I like to use some form of stress relief cover on extreme tortued surfaces. Banding helps as well as wood battens or a sacrificial top layer of plywood. Unless the side panel is to be fixed to a substantial sheer clamp/inwhale, it will try to curl in toward the transom in plan view so a temporary reinforcement to the sheer clamp will be necessary until the deck goes on.
Heat does help to bend plywood but less than most think and it is nearly impossible to get the heat over a large enough area to do your job. Enough heat to ease the plywood and the point where it scorches is pretty close also.
[ 07-01-2005, 09:42 PM: Message edited by: Tom Lathrop ]
pipefitter
07-02-2005, 02:13 AM
I know this is going to sound crude but sometimes you just have to get dirty and ugly.
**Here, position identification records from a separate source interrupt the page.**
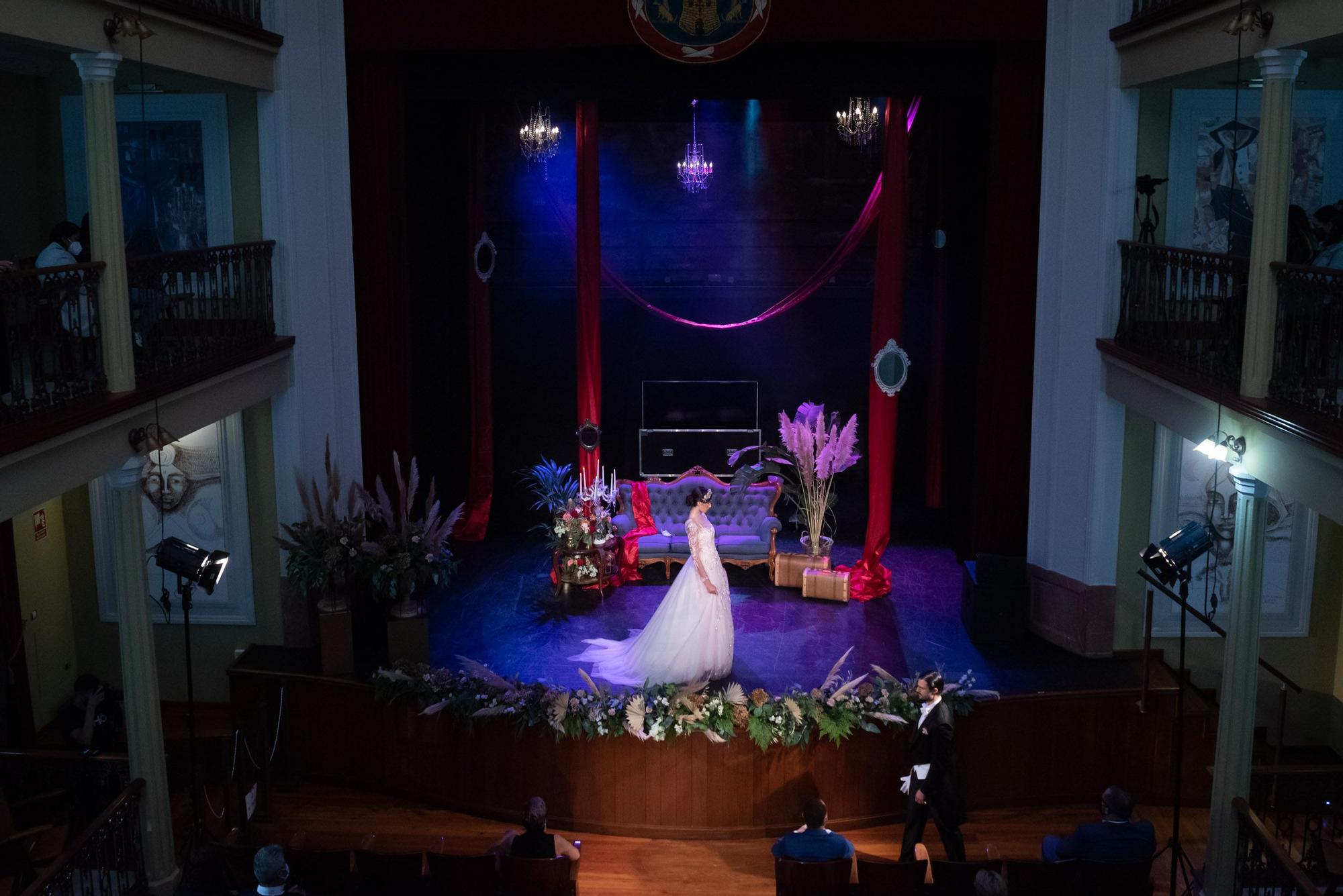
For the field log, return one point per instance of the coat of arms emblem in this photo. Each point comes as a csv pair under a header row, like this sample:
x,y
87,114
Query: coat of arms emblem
x,y
699,30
The best way to evenly heat a sheet of ply is to put it in the sun with a piece of roofing felt rolled out on it.Dont ask me how I know this. smile.gif
Mrleft8
07-02-2005, 07:05 AM
Just put it in a room with my mother-in-law... After about an hour it'll conform to any shape you want just to get out of there! :D
BillyBudd
07-02-2005, 07:21 AM
I did several things for tough curves in plywood. First, I went to two sheets of ply instead of one. So, for me it was 2 sheets of 1/4" instead of the specified 1/2". On the first sheet, got one end in place with (in my case) a butt block and epoxy and let that set up overnight. Then, using a system that has glasscloth and epoxy over the ply, drove as many temporary sheetrock screws into the ply and into temporary cleats in the boat. That got the shape started. Next I drilled holes for a Spanish windlass in the ply (doing two sides at the same time, right?), brought the rope through and twisted and twisted. This brought the unwilling plywood into the forms. Set lots more sheetrock screws, epoxies everything up and let it set up. Took off the rope and the screws the next day and then epoxied the 2nd sheet to the first doing all of the screwing and windlass stuff yet again. Removed everything and--voila!--plywood in place.
Alternatives might include cutting ply into strips and applying these (size according to what will bend without major forced warping), and doing this in 2 layers -- on the bias would be good, but at the very least having joints fall over solid pieces. I've not done this but recall that Dudley Dix has a system for getting rounded compound curved bilges out of ply doing something along this line. An old WB mag had an article on this by Dix. He has a website too.